Tuesday, September 1, 2009

Contemplation and Discipline

Few people, anywhere, are aware of the spiritual depth of silence, the depth of contemplation.

Today, I finally got a chair and a cushion set up in my new apartment in order to practice contemplation (Centering prayer for Christians or zazen if you are into Zen). I spend 15 minutes in each place and go back and forth.

It is a formal way of doing it. I haven't done it formally in over a week. I discovered that the formality is important because it defines the activity as prayer and not anything else. I realized it takes discipline to move your body into position and formally do the meditation.

As I start a new job and new life, I probably need to make a commitment to do a certain amount of formal meditation each day.
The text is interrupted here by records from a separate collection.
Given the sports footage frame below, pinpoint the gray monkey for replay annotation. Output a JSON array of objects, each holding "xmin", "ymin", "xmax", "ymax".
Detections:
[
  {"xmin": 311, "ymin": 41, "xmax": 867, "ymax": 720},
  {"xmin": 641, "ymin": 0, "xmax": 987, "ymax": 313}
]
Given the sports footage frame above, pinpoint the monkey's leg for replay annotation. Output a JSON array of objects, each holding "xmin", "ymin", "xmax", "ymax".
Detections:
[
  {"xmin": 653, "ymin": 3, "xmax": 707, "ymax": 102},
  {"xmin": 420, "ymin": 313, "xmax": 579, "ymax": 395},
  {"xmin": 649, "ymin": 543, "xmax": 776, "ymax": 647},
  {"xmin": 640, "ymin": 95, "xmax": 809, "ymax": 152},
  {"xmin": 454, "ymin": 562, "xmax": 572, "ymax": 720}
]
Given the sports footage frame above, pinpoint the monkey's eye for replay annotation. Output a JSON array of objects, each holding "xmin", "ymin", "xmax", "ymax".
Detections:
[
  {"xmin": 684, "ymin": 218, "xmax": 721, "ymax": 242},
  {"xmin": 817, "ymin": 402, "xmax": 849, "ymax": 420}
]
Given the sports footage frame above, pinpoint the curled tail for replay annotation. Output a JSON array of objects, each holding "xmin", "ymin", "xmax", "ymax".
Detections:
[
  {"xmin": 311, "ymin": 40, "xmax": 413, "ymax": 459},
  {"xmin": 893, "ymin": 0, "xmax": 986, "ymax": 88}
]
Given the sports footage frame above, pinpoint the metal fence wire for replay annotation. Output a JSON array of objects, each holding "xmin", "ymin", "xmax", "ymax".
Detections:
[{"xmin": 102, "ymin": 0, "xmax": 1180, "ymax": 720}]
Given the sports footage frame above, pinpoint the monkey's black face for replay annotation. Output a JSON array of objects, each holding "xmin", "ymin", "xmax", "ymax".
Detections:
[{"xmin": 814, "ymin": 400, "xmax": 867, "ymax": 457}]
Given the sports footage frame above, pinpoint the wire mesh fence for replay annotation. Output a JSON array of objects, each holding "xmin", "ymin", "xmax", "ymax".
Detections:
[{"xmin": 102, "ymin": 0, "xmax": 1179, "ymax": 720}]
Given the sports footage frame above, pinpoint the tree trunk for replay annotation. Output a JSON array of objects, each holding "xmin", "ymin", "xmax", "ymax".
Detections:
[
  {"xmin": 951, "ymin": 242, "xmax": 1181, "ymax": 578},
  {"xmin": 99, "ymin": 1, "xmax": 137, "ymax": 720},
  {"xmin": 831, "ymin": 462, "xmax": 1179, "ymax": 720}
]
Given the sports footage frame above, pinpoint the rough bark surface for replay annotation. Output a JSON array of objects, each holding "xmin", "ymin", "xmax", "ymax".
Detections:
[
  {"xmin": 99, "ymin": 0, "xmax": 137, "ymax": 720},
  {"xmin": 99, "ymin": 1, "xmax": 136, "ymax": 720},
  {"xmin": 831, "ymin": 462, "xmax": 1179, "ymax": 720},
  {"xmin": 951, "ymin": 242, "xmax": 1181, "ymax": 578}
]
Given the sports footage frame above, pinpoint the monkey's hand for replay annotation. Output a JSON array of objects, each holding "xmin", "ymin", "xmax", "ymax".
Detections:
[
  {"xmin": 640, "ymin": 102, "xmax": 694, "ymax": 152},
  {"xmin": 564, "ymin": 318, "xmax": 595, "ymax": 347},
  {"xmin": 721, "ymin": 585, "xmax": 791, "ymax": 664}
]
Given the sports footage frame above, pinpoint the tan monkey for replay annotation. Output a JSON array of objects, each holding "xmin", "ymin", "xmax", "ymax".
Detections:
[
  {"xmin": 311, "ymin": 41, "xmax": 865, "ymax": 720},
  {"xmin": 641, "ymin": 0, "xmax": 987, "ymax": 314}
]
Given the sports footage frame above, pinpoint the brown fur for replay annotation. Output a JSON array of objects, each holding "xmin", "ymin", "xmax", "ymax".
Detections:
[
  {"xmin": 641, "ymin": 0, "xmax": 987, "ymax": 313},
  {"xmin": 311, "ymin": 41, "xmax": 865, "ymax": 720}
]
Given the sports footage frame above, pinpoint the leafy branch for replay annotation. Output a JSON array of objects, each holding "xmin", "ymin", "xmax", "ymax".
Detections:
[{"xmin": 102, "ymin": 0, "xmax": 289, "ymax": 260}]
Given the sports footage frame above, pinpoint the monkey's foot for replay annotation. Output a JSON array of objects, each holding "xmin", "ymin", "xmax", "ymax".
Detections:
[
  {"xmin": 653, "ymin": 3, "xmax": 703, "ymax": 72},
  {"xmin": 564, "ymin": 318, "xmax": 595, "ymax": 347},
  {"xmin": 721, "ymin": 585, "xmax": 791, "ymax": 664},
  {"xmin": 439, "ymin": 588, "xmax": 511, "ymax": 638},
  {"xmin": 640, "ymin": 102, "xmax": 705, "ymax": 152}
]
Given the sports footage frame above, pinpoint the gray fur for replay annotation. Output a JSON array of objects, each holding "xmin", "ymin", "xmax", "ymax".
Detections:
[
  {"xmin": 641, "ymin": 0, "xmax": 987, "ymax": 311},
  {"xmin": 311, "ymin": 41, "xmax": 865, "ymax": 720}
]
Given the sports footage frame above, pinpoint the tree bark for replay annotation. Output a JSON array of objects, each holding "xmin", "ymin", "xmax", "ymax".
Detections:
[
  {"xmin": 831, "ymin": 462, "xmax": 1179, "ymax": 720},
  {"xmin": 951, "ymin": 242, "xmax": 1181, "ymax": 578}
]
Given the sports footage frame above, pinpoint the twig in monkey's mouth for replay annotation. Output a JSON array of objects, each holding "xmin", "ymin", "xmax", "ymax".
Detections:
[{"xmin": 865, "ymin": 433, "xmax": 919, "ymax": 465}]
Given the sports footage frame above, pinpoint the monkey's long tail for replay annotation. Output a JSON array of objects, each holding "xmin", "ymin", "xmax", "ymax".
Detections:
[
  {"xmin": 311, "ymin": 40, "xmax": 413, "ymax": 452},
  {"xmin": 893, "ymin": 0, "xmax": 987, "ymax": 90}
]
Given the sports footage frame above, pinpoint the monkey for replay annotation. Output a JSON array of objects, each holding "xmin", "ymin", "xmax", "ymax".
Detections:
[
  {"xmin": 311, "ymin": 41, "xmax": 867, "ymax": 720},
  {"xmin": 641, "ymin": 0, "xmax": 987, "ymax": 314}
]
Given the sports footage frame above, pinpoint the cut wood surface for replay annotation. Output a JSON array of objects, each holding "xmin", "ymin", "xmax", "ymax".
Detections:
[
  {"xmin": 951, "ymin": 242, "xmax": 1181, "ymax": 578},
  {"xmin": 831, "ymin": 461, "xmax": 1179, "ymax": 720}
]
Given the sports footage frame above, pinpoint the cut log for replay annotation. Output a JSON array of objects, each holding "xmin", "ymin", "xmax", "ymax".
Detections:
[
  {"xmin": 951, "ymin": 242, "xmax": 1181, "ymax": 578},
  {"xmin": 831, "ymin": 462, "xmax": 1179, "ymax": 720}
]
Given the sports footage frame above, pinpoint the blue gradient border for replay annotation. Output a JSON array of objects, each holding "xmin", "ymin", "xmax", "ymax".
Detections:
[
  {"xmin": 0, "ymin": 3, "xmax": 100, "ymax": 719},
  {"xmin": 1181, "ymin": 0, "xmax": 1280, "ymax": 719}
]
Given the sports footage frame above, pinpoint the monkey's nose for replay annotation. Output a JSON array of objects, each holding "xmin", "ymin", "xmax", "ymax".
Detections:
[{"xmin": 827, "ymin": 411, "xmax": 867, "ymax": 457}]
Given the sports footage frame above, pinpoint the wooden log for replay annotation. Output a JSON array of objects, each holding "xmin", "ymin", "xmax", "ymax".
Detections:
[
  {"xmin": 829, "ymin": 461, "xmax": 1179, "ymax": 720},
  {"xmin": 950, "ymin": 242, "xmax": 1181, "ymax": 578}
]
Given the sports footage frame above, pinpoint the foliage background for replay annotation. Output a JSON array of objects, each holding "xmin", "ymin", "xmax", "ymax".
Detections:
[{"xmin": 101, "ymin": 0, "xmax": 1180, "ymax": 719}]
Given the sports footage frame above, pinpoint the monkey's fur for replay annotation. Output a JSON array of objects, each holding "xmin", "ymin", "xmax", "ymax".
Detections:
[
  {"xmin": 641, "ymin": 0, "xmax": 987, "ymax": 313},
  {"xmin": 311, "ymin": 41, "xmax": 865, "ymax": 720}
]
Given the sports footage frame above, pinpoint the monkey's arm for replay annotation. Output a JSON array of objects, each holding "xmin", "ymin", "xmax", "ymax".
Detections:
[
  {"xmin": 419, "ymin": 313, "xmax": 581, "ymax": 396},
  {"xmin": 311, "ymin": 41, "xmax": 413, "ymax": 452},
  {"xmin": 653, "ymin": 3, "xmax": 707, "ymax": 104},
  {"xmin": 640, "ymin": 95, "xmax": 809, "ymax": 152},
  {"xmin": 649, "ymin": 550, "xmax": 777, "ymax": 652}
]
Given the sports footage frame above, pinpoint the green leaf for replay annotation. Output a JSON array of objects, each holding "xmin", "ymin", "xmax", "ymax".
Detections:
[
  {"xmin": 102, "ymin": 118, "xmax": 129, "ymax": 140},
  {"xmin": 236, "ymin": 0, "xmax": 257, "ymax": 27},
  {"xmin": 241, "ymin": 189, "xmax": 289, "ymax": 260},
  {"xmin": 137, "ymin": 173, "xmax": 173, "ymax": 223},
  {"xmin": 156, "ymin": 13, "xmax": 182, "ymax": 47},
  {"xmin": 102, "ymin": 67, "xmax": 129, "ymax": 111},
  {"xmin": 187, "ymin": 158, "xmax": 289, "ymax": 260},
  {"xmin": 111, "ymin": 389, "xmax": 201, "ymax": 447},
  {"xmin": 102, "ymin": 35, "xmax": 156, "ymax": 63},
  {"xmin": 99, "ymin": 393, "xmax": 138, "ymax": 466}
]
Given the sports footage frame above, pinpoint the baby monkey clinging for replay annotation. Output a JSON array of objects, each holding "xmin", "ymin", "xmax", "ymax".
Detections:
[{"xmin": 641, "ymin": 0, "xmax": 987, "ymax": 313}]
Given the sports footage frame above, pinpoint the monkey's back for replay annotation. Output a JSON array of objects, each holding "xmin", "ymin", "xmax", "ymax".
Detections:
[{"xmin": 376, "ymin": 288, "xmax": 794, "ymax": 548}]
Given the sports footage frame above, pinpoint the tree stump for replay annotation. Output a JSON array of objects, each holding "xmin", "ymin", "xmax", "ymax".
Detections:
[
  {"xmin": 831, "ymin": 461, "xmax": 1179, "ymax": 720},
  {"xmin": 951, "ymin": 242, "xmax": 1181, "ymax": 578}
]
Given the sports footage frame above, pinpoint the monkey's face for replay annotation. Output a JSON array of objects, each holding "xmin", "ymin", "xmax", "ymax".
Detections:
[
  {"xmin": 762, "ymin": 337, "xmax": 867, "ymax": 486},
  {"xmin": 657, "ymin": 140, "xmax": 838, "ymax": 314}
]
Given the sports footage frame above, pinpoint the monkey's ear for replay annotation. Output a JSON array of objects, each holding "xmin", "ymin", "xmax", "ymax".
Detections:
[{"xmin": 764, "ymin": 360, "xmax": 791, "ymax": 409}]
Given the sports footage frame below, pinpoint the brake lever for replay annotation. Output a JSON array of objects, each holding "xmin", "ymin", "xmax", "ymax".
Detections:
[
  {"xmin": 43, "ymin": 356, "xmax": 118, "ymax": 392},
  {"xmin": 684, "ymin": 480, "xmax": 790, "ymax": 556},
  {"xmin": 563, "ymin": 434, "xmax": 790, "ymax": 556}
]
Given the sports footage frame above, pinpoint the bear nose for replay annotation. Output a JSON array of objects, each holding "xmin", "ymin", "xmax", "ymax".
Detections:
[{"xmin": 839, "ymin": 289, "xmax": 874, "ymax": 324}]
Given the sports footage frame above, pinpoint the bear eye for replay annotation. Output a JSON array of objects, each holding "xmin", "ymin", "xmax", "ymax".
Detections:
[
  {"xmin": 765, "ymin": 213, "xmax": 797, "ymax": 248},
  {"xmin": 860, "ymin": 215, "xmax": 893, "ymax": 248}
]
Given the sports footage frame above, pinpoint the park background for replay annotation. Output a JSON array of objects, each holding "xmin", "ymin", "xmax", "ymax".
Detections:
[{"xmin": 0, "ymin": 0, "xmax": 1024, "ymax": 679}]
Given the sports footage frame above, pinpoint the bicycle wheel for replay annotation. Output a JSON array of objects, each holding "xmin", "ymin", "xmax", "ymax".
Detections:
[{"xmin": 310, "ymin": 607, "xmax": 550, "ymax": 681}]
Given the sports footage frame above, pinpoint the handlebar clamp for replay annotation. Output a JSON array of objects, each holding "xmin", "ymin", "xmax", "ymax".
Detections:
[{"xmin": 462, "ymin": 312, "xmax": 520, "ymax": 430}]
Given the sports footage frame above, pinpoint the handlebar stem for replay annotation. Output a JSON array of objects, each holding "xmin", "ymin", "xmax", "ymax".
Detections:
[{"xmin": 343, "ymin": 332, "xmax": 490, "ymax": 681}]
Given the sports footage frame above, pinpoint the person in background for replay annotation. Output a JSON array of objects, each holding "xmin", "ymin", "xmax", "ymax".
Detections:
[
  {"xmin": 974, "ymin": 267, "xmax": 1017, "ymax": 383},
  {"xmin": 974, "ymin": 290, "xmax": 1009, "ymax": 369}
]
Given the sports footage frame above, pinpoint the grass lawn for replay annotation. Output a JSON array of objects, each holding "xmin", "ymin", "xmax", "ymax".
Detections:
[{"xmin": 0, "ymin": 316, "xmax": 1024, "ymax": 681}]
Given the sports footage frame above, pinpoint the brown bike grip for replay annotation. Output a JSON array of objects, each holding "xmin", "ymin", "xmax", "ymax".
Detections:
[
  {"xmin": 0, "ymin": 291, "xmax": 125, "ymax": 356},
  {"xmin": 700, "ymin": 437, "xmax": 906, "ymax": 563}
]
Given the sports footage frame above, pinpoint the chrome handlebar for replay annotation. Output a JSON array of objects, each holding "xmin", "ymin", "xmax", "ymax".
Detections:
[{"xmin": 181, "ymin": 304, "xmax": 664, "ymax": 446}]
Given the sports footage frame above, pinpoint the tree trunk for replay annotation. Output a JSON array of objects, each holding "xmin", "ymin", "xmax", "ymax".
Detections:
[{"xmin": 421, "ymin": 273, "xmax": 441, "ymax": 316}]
I don't struggle with spending an hour or two in spiritual reading. I do struggle with the meditation. I think it is because my ego doesn't get to play the meditation game. In fact, silence takes my ego out.

There really is no gratification to contemplation; except afterwards I am glad I did. Usually nothing happens in my consciousness, but I know at a deeper level that I was in Communion. It must be this subtle Communion which brings me back day after day. Yet it is a fragile pull; so easily dismissed. But whenever I pause, stop my activities, and reach into the Inner, It responds with the call: Please come sit with me. So, I do.

"I do," is the marriage promise for the contemplative celibate. "I do," with nothing added and not attached to anything, is nothing other than a total yes to the Ineffable.

I do and that is it.

1 comment:

Mark said...

Wonderfully articulated! It is a fragile and delicate bond that the world seems to so easily break.